Two aims, met
Chesterfield High School started the process with two clear aims. Firstly, to improve efficiency in their marking process. Secondly, to be able to effectively analyse exam data in order to make meaningful student interventions.
Efficiency was a key aim because their traditional process of exam marking pulled staff time away from teaching and learning and onto marking as an administrative function. The process was also too easily derailed by staff absences or unexpected delays. By improving efficiency, the school hoped to free up time to deliver improvements to teaching.
Central to that process was the secondary aim of harnessing and analysing data. While in the traditional marking process a teacher might spot a trend in answers across a class of 30 students, there was no way of doing so across an entire year, subject or the high school as a whole. By effectively analysing exam data collected by Gradescope, Chesterfield are able to make meaningful interventions in teaching, providing extra support and training where necessary using the time created by process efficiency.
Where traditional reporting of exam results amounts to little more than a table of percentages, after implementation of Gradescope the more detailed analysis and evaluation of data allows the Chesterfield team to set next steps and routes to improvement. Teachers are able to analyse results on a question level, seeing the distribution of scores across an assessment including averages, high and low marks and standard deviations of marks.

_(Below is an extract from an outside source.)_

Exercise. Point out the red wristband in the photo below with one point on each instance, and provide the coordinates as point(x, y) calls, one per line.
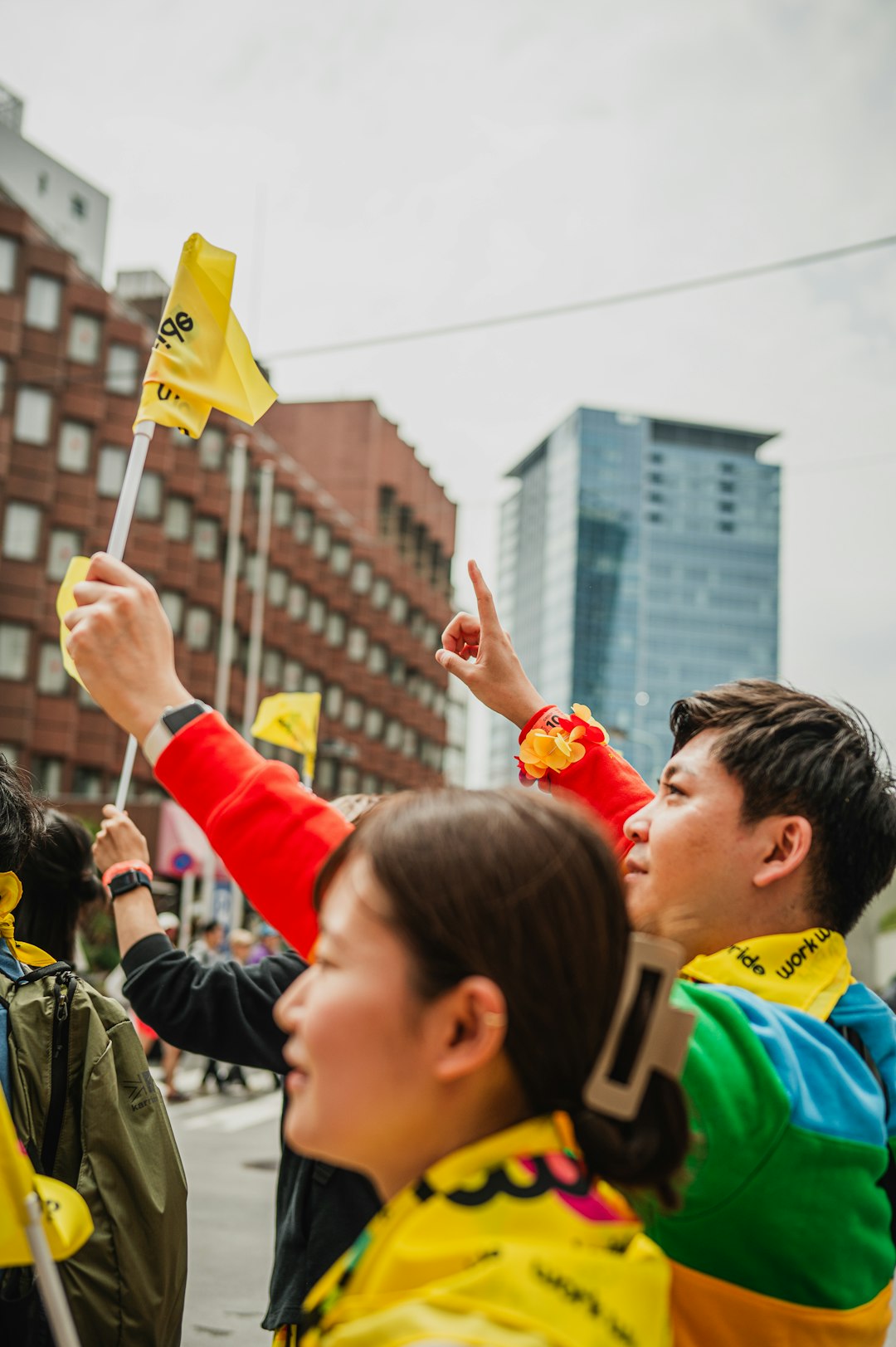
point(121, 866)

The result is data which helps show the efficacy of assessments, and the effectiveness of teaching.
Before Gradescope, after Gradescope
Chesterfield’s traditional exam process was a familiar one, with 250-300 students sitting an exam, papers collected and then apportioned to markers. This system relied on a large number of markers, making it difficult to manage the process and coordinate feedback.

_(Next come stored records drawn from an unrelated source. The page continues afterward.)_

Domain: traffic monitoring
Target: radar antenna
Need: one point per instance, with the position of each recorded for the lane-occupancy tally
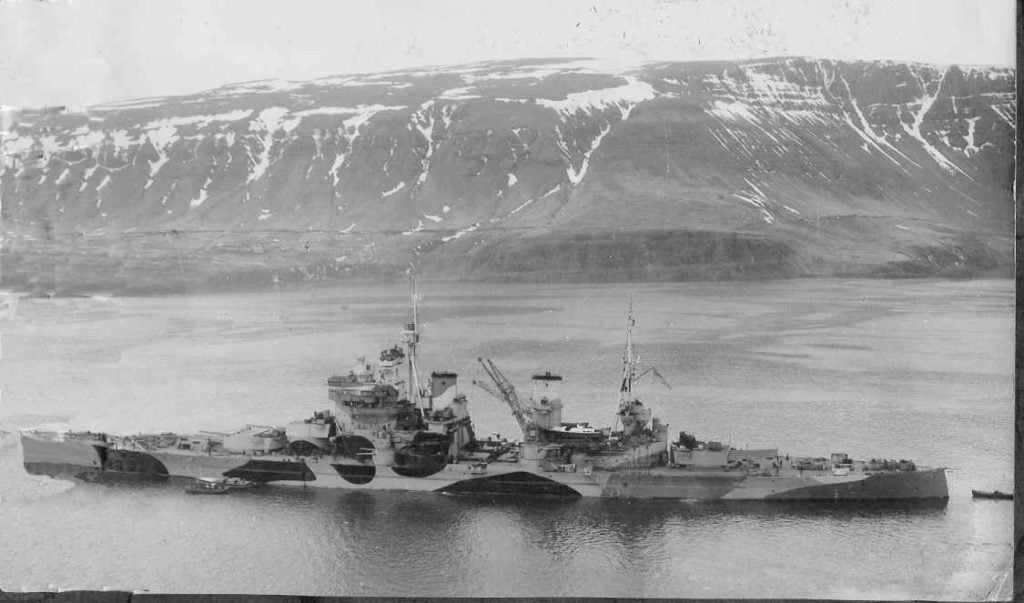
(412, 339)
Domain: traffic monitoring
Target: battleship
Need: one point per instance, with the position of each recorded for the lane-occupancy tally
(389, 429)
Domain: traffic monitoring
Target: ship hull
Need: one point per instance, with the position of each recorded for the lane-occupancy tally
(49, 454)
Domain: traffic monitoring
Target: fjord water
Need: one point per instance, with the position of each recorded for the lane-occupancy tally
(903, 370)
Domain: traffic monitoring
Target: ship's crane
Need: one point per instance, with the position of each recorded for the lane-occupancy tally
(506, 391)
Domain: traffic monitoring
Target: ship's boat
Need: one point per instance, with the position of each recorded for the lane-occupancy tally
(996, 494)
(388, 428)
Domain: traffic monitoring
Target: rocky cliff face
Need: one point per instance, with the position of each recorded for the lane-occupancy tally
(523, 170)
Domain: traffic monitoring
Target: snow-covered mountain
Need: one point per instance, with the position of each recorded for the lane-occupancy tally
(525, 170)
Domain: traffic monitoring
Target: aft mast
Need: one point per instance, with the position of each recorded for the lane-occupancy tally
(412, 338)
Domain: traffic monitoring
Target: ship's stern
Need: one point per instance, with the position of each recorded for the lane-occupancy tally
(61, 455)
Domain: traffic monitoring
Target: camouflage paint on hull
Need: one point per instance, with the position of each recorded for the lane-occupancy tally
(48, 454)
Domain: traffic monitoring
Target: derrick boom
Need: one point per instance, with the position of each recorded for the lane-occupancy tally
(505, 391)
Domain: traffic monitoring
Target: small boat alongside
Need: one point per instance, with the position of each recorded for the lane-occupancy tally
(994, 494)
(207, 486)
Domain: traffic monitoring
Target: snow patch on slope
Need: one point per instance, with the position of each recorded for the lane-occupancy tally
(269, 121)
(625, 97)
(391, 191)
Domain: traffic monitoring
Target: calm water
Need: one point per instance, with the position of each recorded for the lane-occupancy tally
(919, 370)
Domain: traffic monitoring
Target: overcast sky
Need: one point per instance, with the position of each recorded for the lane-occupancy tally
(79, 52)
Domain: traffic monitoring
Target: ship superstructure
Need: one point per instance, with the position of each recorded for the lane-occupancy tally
(389, 429)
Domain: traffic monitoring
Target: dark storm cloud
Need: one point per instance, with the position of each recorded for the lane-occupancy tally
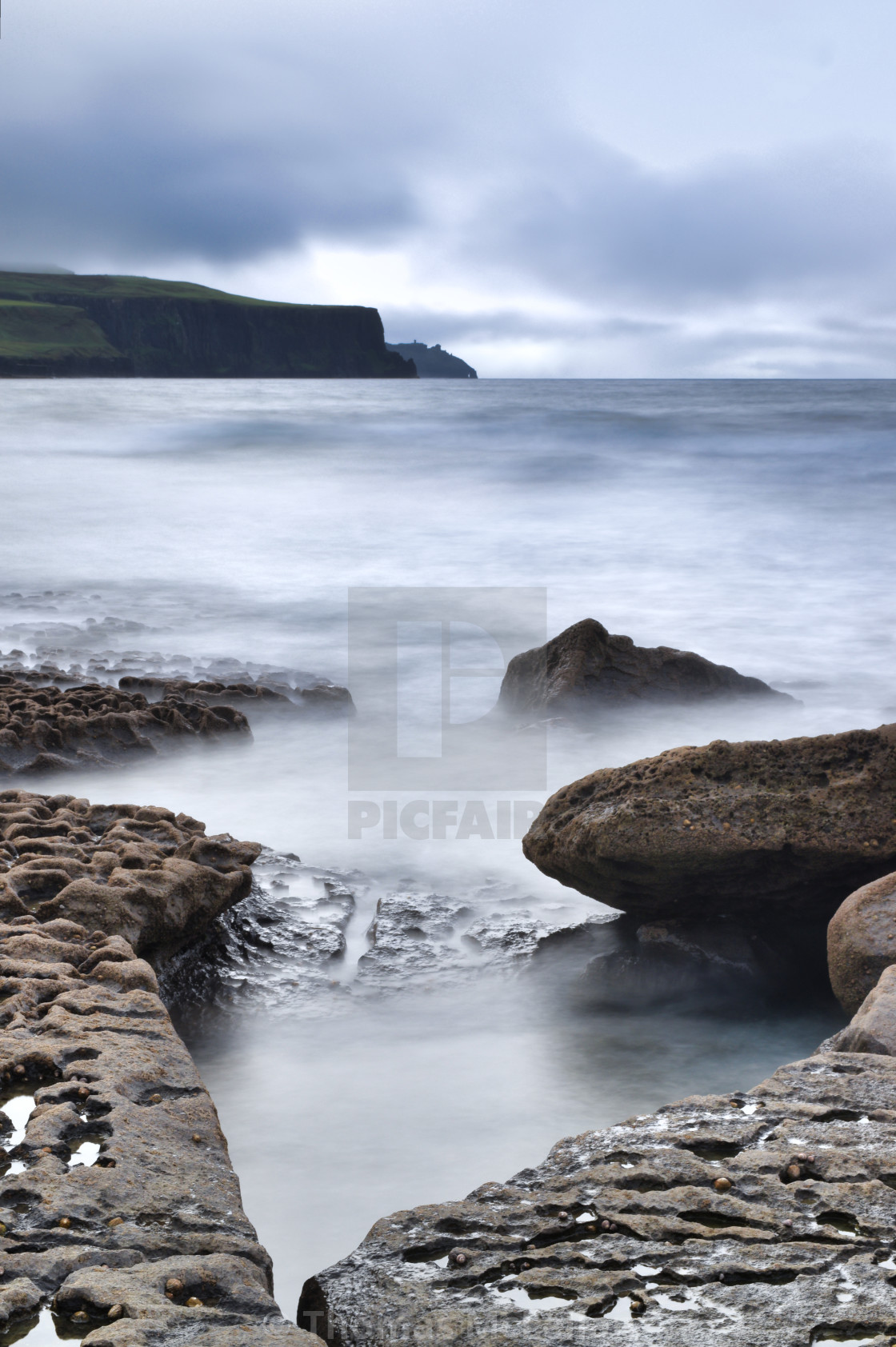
(417, 126)
(128, 175)
(592, 222)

In the last two years, the Covid pandemic has made the existing challenges of that process more acute, with far more frequent staff absences and greater pressures on staff time overall.
Led by Jon Duffy, the Associate Assistant Headteacher for digital learning, exams and data, Chesterfield began looking at alternatives.
Beginning with trials in subjects known to have tech-adopting teams, Duffy managed the process directly, before empowering subject leads to take ownership of the process.
Working with the Gradescope team, Chesterfield designed a training programme which emphasised the benefits and flexibility of Gradescope and gave staff the tools to use it. This involved encouraging individual subjects to consider how best to implement Gradescope into their existing processes and evolve them to unlock the full potential.
The first real test of Chesterfield’s Gradescope implementation was Year 11 Mock GCSEs, which saw 75% of subjects assessed using the product. By the time of the next round of exams, Chesterfield were up to 85-90% adoption.
The high school is now seeing teaching staff adapting their teaching and assessment to get the most out of Gradescope and tap into the efficiencies it can provide.
With teachers adjusting and unlocking the benefits of the product, Gradescope is part of a mindset change at Chesterfield High School as they make progress towards digital delivery.
The cost of Gradescope implementation itself, and the process required to realise those efficiency benefits, was in Duffy’s view quite minimal in terms of time, management and quality assurance.
Resilience, reference, results
Chesterfield High School’s use of Gradescope has had an impact across the assessment process, allowing them to - in Duffy’s words - “manage the whole exams process in a modern way”.
Firstly, in the shadow of the Covid era, it has built resilience into a process which was a significant time commitment for staff, and a significant point of weakness in the teaching and learning process.
Secondly, it has provided the opportunity to digitise records, reducing the need for on-site storage and even impacting the psychology of marking workloads with teachers no longer required to carry boxes of exam papers home with them. There’s also real time management of the examination and marking process, making it easier to keep track of the process and improving collective understanding of exams and results.
Finally, Gradescope has allowed data analysis at both the aggregate and the granular level. With many exam boards already analysing at a question level, Chesterfield now has that same ability. Combining that level of detail with analysis of results by subject, year group, class allows their team to design meaningful, impactful interventions to improve student outcomes.